Along the south side of Lacombe's 50th Avenue, on either side of 50th Street, are two streets which meet 50th Avenue at 45 degree angles, resulting in a pair of triangular building lots. Each was filled with a building which best fit the dimensions of its lot, a flatiron.
The flatiron on the east end, known as the Corner Business Block, was built in 1903, destroyed by the fire of 1906, rebuilt and burned again in 1911, the current building on that site not being built until 1928. The 1906 fire, incidentally, burned the entire block, save for this, the Merchants Bank building, which was designed by Hogle & Davis, prolific designers of bank buildings throughout the country between 1904 and 1919. Begun in 1903, it opened in 1905, the year prior to the fire.
MERCHANTS BANK OF CANADA
Description of Historic Place
The Flat Iron Building is an early twentieth century Edwardian Classical Revival style, three-storey triangular-shaped brick and sandstone building situated at a prominent corner location on a triangular block in downtown Lacombe.
Heritage Value
The heritage value of the Flat Iron Building lies in its distinctive architectural style and design and its association with two financial institutions, the Merchant's Bank of Canada and the Bank of Montreal that played an important role in the development of Lacombe and many other communities throughout Alberta in the early part of the twentieth century.
The Flat Iron Building is a rare example of a commercial building following the style of the 1902 Fuller Building in New York. While buildings of this shape were constructed in North America in the late nineteenth century, the Fuller, more commonly referred to as the Flatiron Building, is considered by many as the prototype of buildings of this type, so named for their distinctive triangular shape that resembled a flat iron. Flat Iron Buildings were fashionable throughout North American at the turn of the twentieth century, however few remain. Constructed in 1903-4 by the Merchant's Bank of Canada, Lacombe's Flat Iron Building is one of two remaining in Alberta and is the oldest known building of this type in Western Canada.
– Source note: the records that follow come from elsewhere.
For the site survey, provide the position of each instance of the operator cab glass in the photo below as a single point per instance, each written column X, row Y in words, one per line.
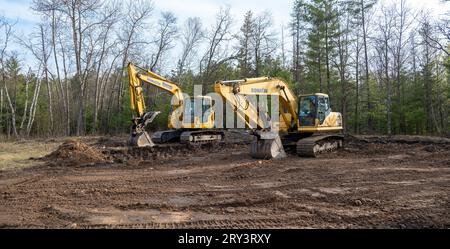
column 307, row 107
column 313, row 107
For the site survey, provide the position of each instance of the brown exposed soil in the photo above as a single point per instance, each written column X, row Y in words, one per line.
column 373, row 182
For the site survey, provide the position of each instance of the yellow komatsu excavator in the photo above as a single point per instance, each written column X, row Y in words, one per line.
column 186, row 123
column 306, row 123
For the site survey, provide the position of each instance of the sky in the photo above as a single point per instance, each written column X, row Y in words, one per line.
column 19, row 10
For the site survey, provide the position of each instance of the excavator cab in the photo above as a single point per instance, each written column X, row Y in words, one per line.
column 198, row 117
column 315, row 114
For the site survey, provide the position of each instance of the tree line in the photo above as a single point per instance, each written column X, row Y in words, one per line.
column 385, row 65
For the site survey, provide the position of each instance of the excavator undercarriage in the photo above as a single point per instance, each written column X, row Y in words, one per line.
column 271, row 145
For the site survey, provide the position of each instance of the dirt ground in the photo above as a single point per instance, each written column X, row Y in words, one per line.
column 400, row 182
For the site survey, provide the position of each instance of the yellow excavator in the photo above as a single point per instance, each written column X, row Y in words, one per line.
column 186, row 123
column 306, row 123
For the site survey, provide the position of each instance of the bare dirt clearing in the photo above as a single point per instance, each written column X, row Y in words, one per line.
column 372, row 182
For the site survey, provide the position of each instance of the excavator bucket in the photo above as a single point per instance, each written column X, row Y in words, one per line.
column 267, row 147
column 141, row 139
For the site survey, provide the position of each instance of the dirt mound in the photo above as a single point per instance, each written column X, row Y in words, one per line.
column 75, row 153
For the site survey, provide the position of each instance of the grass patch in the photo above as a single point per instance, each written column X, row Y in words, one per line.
column 16, row 155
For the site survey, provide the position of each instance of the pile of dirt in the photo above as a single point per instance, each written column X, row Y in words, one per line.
column 74, row 152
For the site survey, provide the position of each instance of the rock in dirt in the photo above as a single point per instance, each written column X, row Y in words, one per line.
column 74, row 152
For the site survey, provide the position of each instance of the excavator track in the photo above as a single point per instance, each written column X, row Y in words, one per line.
column 161, row 137
column 315, row 145
column 201, row 136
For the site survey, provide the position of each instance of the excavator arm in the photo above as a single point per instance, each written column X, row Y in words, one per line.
column 136, row 78
column 235, row 92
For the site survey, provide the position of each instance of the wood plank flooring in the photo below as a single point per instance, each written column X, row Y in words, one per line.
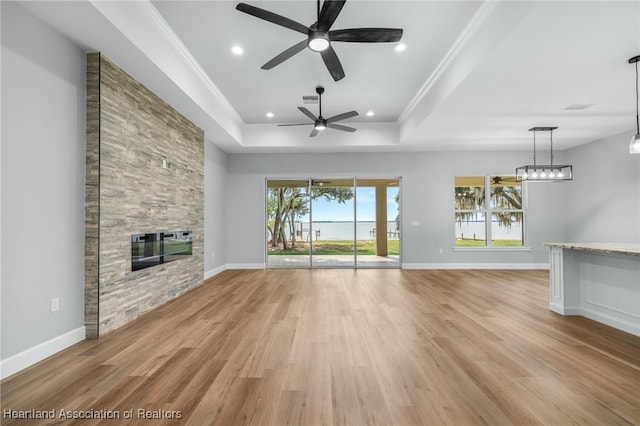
column 346, row 347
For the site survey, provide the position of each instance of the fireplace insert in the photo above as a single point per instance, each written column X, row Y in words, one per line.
column 160, row 247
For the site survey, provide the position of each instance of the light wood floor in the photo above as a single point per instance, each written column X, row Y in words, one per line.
column 350, row 347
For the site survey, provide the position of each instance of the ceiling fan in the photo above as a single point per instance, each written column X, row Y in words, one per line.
column 320, row 36
column 320, row 123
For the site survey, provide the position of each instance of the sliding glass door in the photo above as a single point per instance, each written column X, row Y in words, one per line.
column 288, row 215
column 378, row 223
column 333, row 223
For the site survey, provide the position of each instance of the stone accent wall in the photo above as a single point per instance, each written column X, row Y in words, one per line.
column 130, row 133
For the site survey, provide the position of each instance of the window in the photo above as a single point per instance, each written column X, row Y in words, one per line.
column 493, row 221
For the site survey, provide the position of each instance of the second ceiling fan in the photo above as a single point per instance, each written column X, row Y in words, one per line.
column 320, row 123
column 320, row 36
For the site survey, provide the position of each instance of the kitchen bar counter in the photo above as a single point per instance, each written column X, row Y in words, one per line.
column 600, row 281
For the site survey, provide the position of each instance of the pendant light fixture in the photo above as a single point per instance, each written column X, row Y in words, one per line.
column 634, row 145
column 543, row 172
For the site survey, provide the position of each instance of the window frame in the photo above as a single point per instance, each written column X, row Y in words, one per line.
column 488, row 212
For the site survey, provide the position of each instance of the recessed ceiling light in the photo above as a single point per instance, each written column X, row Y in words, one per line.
column 578, row 107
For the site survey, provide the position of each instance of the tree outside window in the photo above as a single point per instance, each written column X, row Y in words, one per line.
column 493, row 221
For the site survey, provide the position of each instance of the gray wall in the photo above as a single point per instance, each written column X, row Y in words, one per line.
column 604, row 200
column 427, row 198
column 42, row 182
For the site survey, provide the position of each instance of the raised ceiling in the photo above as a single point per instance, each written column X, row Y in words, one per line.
column 475, row 75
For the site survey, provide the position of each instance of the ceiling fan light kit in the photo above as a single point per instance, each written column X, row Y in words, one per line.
column 319, row 36
column 544, row 172
column 634, row 144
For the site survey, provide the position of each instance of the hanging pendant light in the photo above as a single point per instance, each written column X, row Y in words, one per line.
column 634, row 145
column 544, row 172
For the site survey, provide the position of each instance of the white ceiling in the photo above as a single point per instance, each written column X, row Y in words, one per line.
column 475, row 75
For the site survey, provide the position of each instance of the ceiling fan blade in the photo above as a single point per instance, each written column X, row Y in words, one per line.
column 330, row 11
column 342, row 116
column 366, row 35
column 332, row 62
column 308, row 113
column 296, row 48
column 273, row 18
column 341, row 127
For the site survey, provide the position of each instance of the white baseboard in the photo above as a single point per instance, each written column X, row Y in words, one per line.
column 245, row 266
column 565, row 310
column 215, row 271
column 475, row 266
column 28, row 357
column 615, row 321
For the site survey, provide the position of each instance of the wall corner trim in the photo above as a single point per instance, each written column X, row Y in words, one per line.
column 33, row 355
column 475, row 266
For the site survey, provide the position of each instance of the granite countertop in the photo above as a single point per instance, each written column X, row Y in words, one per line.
column 612, row 248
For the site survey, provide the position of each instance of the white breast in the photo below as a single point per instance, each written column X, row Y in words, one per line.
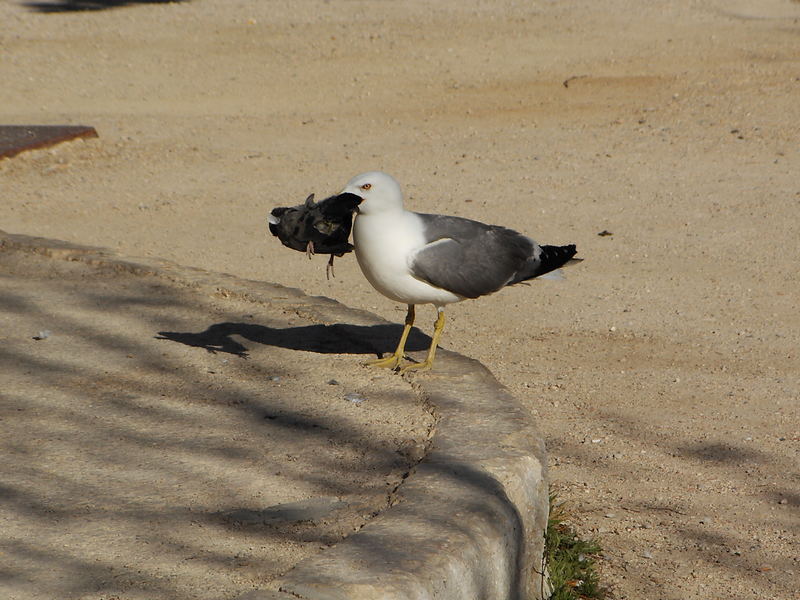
column 384, row 244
The basic design of the building is typical of the dominant architecture preferred by financial institutions of the time, to convey a sense of power, security and reliability to customer's and competitors alike.
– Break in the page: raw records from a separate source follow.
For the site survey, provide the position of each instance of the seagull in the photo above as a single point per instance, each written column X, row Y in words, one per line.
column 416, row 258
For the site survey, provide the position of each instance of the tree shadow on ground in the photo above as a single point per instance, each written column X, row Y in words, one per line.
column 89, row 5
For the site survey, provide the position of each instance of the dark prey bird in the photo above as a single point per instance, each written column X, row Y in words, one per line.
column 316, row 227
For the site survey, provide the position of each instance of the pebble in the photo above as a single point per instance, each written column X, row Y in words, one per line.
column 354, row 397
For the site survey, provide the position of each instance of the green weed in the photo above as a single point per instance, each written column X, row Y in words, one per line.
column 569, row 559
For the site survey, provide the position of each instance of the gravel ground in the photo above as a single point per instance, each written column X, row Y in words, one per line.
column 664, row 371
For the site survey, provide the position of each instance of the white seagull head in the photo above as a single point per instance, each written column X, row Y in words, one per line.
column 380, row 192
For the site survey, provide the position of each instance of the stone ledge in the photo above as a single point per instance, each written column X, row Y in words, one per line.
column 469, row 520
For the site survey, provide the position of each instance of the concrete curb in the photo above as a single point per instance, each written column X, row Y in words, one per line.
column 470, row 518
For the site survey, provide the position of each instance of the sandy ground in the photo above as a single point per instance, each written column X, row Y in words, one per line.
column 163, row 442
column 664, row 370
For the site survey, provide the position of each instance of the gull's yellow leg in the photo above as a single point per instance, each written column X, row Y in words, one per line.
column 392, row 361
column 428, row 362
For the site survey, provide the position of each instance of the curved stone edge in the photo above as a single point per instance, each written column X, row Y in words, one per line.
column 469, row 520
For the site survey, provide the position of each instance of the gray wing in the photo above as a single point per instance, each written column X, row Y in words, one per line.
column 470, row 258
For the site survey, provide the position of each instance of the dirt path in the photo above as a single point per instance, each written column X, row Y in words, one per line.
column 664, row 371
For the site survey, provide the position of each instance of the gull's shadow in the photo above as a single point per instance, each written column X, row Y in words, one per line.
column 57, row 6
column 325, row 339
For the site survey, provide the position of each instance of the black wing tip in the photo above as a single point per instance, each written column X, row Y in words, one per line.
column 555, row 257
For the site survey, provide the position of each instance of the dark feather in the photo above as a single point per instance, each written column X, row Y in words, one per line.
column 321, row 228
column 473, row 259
The building was occupied by the Merchant's Bank of Canada from 1904 until its purchase by the Bank of Montreal in 1922. The Bank of Montreal continued to occupy the building until 1967. Through the provision of financial services, both the Merchant's Bank of Canada and the Bank of Montreal played a significant role in the early development of not only the Town of Lacombe, but many other communities throughout the province.
The Flat Iron Building is the most prominent building in Lacombe and is a well-known landmark throughout central Alberta.